The simplest of jigs makes this joinery technique a snap.

If you’ve ever built a cabinet, jewelry box, toy chest or drawer, chances are you’ve made a box joint. This strong, good-looking joinery option is used primarily to fashion square, vertical joints on wide boards or panels of equal thickness for a variety of woodworking and cabinetmaking applications.

Formed with identical-size pins and slots that interlock, box joints are easier to make than other interlocking joints such as dovetail or finger joints. Several techniques exist for cutting box joints; the easiest method is with a dado-blade set and a simple table saw jig like the one shown here.

Box joints are simple to cut because all of the pins and slots are the same thickness and depth. When you design the joint, it is important to calculate pin and slot dimensions that can be divided evenly into the full width of the mating workpieces. (It’s often easiest to design workpieces that are multiples of an even fraction, such as 1/2 in.) The depth of the slots should be equal to the thickness of the stock (although you may want to cut the slots slightly shallower than the board thickness; this lets you sand the ends of the pins so they’re perfectly flush after the joint is glued).

Making the jig
The device we made to guide our box-joint cuts is so simple that it barely qualifies as a jig. It’s really just a piece of scrap plywood with a slot. But “jig” sounds more impressive than “scrap,” and you do need a square chunk of wood to use as a spacer, too. (You could describe the setup as “a two-part auxiliary miter gauge fence” if you wanted to impress someone.)

Clamp the jig stock to the miter gauge on the table saw. Set the dado-blade cutting width to equal the pin width, and set the blade height to equal the thickness of the workpiece. Make test cuts; then cut a slot in the jig.

The plywood scrap for the jig should be flat and smooth with square corners. (Ours is 3/4 x 6 x 18 in.) Before cutting the slot, make a spacer pin. The pin should be the same thickness as your stock (a cutoff piece is perfect), and the width should be equal to the planned pin width.

Adjust a dado-blade set so it will cut a slot slightly narrower than the pin width and install it in the table saw. Set the blade height to equal the stock thickness. With the workpiece clamped to the miter gauge, cut a slot in a piece of scrap (not the piece you’ll be using for the jig) and test the fit of the pin. Adjust the blade set’s cutting thickness and height, continuing to make test cuts until the fit is perfect with the spacer pin. Then cut a slot about 6 in. from one end of the jig board.

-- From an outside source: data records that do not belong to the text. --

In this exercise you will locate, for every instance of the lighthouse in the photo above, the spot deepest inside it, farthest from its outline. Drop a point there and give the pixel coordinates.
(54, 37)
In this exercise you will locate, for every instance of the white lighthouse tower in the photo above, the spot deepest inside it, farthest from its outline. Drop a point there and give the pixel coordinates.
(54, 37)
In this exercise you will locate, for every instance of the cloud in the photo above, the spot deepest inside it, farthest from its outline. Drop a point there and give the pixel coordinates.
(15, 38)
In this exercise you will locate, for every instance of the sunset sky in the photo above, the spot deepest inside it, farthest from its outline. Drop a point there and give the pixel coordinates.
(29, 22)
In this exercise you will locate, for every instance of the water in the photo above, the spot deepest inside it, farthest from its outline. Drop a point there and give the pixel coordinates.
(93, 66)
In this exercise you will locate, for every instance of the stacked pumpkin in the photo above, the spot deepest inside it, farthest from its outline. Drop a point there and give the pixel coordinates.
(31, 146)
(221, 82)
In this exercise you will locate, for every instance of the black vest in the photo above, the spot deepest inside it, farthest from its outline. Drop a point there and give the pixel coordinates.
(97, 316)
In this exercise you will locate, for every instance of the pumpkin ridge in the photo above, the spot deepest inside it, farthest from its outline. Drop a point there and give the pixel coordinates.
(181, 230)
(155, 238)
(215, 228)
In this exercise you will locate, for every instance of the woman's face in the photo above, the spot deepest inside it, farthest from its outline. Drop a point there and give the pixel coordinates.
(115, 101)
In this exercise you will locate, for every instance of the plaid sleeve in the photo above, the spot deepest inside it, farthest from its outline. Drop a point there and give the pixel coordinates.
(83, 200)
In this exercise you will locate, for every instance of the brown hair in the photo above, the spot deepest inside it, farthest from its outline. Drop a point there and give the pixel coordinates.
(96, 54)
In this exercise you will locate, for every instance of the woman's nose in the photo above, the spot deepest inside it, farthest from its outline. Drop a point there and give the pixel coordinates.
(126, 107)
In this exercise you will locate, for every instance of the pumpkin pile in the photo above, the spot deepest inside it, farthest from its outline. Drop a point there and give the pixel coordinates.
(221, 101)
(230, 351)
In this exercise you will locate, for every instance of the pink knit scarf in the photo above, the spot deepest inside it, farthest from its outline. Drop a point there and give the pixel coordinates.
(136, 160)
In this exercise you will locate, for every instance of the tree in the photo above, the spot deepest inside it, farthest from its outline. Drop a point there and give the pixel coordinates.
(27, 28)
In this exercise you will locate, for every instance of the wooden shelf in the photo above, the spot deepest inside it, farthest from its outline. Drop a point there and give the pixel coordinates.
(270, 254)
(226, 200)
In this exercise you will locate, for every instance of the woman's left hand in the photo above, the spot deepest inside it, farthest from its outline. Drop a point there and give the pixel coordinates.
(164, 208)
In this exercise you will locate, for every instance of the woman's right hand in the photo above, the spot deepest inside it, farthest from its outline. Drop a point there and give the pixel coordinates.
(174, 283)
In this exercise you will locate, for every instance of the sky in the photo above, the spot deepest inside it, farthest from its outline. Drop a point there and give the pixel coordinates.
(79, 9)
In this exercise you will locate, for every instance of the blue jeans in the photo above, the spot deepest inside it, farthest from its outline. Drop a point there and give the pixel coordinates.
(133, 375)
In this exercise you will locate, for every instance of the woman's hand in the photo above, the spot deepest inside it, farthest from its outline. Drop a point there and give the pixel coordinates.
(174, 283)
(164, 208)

After gluing the spacer pin into the jig slot, attach the jig to the fence on the miter gauge. Adjust the jig position first so it is one pin thickness away from the dado blades.

Glue the spacer pin into the slot. With the miter gauge aligned in its slot on the saw table, hold the jig flush against the gauge. Adjust the jig until the inner face of the spacer pin is located outside of the dado blade set by exactly one pin thickness. Attach the jig to the miter gauge.

Cutting box joints
Make sure both workpieces are the same width and thickness, and then butt the end of one workpiece against the spacer pin on the box-joint jig. Clamp the workpiece to the jig and feed it through the dado blades. Shut off the saw and back out the workpiece and jig. Unclamp the workpiece and reorient it so the slot in the workpiece fits over the pin spacer. Reclamp the workpiece and feed it through the blades. Repeat this process until you have cut all of the slots in the workpiece.

Once you’ve made and positioned the jig, cutting box joints is simple. Start by butting one workpiece against the pin spacer and cutting a slot (photo 1). Then fit the slot over the spacer pin and cut another slot (photo 2).

If the first workpiece ends with a pin, not a slot, keep it clamped to the jig so the pin can serve as a spacer for starting the cuts in the mating board. (If the first workpiece ends with a slot, remove the workpiece.) Cut the pins and slots in the mating workpiece the same way you cut them in the first piece. Cut the remaining joints, always cutting the mating board in succession. Then glue and clamp the joints to form a box.

Repeat until you reach the end of the first workpiece. If the first workpiece ends with a pin, use it as a spacer to begin cutting slots in the mating workpiece.

Cut the mating parts for each corner before moving on to the next corner. When all of the cuts are complete, clamp and glue the box.

Box joints are so similar to finger joints that the terms are often used interchangeably. However, finger joints have tapered pins and tails, mostly because they’re almost always cut with production-grade machinery. One common use for finger joints is to end-join wood stock into longer molding pieces. Both the pins and tails on box joints are square, as they typically are cut by hand with a table saw or router.